Friday 3 June 2011

An Under-Valued Asset

When I was a staff briefing last week, one of my colleagues took a great deal of exception to the use of the word "asset" when referring to buildings, but not when referring to staff. This is in the light of a briefing to a department facing cuts of 55% by next April.

Now, of course this is just a matter of semantics. Yes, of course staff are an asset to the employer, or at least they should be. In this instance however, the speaker was referring to the council's Asset Strategy, which specifically refers to council land and property.

However, over the last couple of days, this matter has come to the fore again. Thankfully not yet in my neck of the woods, although this is only a matter of time. Our near neighbours, Birmingham City Council, intend to outsource over 100 jobs to India in a cost cutting strategy. From what I can tell, this is purely because staff costs are too high over here. However, these posts are from the IT teams, which, in local governments generally, pay far below private sector employers in the field. It certainly seems that Birmingham City Council do not see existing staff as a valuable asset.

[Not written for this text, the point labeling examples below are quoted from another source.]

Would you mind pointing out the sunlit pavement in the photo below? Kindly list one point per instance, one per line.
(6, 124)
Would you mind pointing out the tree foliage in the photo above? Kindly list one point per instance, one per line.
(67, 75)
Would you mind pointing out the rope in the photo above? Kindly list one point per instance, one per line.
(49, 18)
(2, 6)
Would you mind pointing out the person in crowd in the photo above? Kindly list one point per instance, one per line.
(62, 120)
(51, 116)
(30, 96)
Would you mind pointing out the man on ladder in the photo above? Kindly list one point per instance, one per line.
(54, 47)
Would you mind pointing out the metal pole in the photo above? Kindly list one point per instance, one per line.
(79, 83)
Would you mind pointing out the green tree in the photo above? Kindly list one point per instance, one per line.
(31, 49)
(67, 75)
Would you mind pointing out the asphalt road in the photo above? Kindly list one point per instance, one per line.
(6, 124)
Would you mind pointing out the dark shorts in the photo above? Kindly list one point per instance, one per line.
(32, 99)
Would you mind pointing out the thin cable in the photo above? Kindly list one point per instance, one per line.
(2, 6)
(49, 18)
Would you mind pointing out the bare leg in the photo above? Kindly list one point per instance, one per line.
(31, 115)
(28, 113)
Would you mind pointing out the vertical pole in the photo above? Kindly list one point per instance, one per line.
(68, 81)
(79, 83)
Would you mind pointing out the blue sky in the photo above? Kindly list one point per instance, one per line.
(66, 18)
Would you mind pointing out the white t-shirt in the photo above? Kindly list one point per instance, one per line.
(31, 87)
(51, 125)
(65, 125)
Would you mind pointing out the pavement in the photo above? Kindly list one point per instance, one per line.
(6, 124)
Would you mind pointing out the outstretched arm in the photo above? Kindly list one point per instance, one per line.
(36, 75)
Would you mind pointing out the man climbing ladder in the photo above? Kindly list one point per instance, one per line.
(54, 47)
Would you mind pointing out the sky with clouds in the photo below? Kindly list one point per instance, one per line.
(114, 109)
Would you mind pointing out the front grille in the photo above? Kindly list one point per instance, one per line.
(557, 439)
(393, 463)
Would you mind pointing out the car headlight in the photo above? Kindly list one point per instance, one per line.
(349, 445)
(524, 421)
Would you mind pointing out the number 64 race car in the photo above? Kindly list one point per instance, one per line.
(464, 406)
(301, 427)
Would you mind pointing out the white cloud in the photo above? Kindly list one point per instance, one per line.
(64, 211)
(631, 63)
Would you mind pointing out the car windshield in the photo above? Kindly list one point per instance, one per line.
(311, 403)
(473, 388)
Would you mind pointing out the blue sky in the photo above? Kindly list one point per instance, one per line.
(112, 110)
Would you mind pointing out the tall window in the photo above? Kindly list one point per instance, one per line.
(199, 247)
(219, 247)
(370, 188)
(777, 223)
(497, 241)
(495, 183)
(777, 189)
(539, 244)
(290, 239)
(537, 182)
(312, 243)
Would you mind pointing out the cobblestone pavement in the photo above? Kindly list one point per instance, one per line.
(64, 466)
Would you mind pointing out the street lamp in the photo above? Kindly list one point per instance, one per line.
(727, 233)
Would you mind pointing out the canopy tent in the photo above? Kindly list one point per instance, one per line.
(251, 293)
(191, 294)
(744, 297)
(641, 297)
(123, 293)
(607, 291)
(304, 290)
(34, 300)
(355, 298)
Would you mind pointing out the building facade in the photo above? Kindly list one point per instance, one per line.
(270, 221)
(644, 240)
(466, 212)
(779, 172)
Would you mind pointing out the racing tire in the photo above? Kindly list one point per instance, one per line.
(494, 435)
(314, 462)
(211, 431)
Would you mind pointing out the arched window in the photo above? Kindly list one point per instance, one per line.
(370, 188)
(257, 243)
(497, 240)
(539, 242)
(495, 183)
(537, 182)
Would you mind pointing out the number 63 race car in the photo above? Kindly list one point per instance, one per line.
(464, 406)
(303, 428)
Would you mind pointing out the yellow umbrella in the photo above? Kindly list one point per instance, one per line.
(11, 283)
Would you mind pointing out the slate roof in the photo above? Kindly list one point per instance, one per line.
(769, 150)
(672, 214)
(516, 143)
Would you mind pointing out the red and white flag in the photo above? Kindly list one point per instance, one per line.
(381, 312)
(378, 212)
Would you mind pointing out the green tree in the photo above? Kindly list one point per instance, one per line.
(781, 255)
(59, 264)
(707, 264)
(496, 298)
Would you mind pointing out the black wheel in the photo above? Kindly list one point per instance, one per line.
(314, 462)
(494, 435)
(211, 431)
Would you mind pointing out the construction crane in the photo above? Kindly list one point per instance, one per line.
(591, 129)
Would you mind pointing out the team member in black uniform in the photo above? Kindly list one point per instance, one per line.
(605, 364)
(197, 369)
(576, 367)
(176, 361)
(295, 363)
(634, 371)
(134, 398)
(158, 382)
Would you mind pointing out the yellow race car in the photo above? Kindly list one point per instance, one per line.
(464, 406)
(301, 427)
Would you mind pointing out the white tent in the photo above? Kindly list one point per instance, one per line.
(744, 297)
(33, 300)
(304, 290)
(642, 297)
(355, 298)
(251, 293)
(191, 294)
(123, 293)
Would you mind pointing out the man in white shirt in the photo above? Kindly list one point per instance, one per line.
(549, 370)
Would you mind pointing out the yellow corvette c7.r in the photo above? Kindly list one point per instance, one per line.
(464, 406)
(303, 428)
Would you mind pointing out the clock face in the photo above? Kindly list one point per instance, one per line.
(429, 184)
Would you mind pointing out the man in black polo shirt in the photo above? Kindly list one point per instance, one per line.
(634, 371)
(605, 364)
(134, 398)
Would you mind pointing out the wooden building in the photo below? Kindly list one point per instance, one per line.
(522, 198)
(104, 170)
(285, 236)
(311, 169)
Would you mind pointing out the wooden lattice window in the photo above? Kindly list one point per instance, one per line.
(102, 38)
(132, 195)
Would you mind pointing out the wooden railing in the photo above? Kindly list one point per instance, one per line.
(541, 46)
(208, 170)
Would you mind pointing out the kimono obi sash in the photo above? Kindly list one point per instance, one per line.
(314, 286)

Then this morning, whilst reading the paper, I came across an article which revealed that Oxford County Council plans to replace professional librarians with volunteers. Now, firstly this beggars the question as to whether the Council is meaning to replace Library Assistants with volunteers, or the postgraduate professionals who are already under valued.

For those of you who may not know, I am a fully qualified librarian, having achieved a postgraduate diploma in Information and Library Studies in 2008. Three years on, I have yet to find a qualified post, and the paraprofessional posts are either disappearing, or wanting more and more for the money. When I speak of the poorly paid librarian, put this into perspective; last month there was a College Librarian post advertised in Worcester asking for less than 13k per annum. This was a full time post and specified that a professional qualification was needed.

If therefore it is the Librarians who are to go, one must ask as to how such poorly paid employees within local government can be replaced by volunteers. Is the state to fund the three years of undergraduate or one year of postgraduate study that would equip them for maintaining a collection? There is a great deal that goes on in those offices behind the Issue Desk, and I'm not sure that Oxfordshire County Council quite realise.

The cynical part of me thinks that maybe they do, and this is their ploy to destroy librarians from within. If they fail themselves, it's not the council who make the cuts. I call it the Eric Pickles mentality.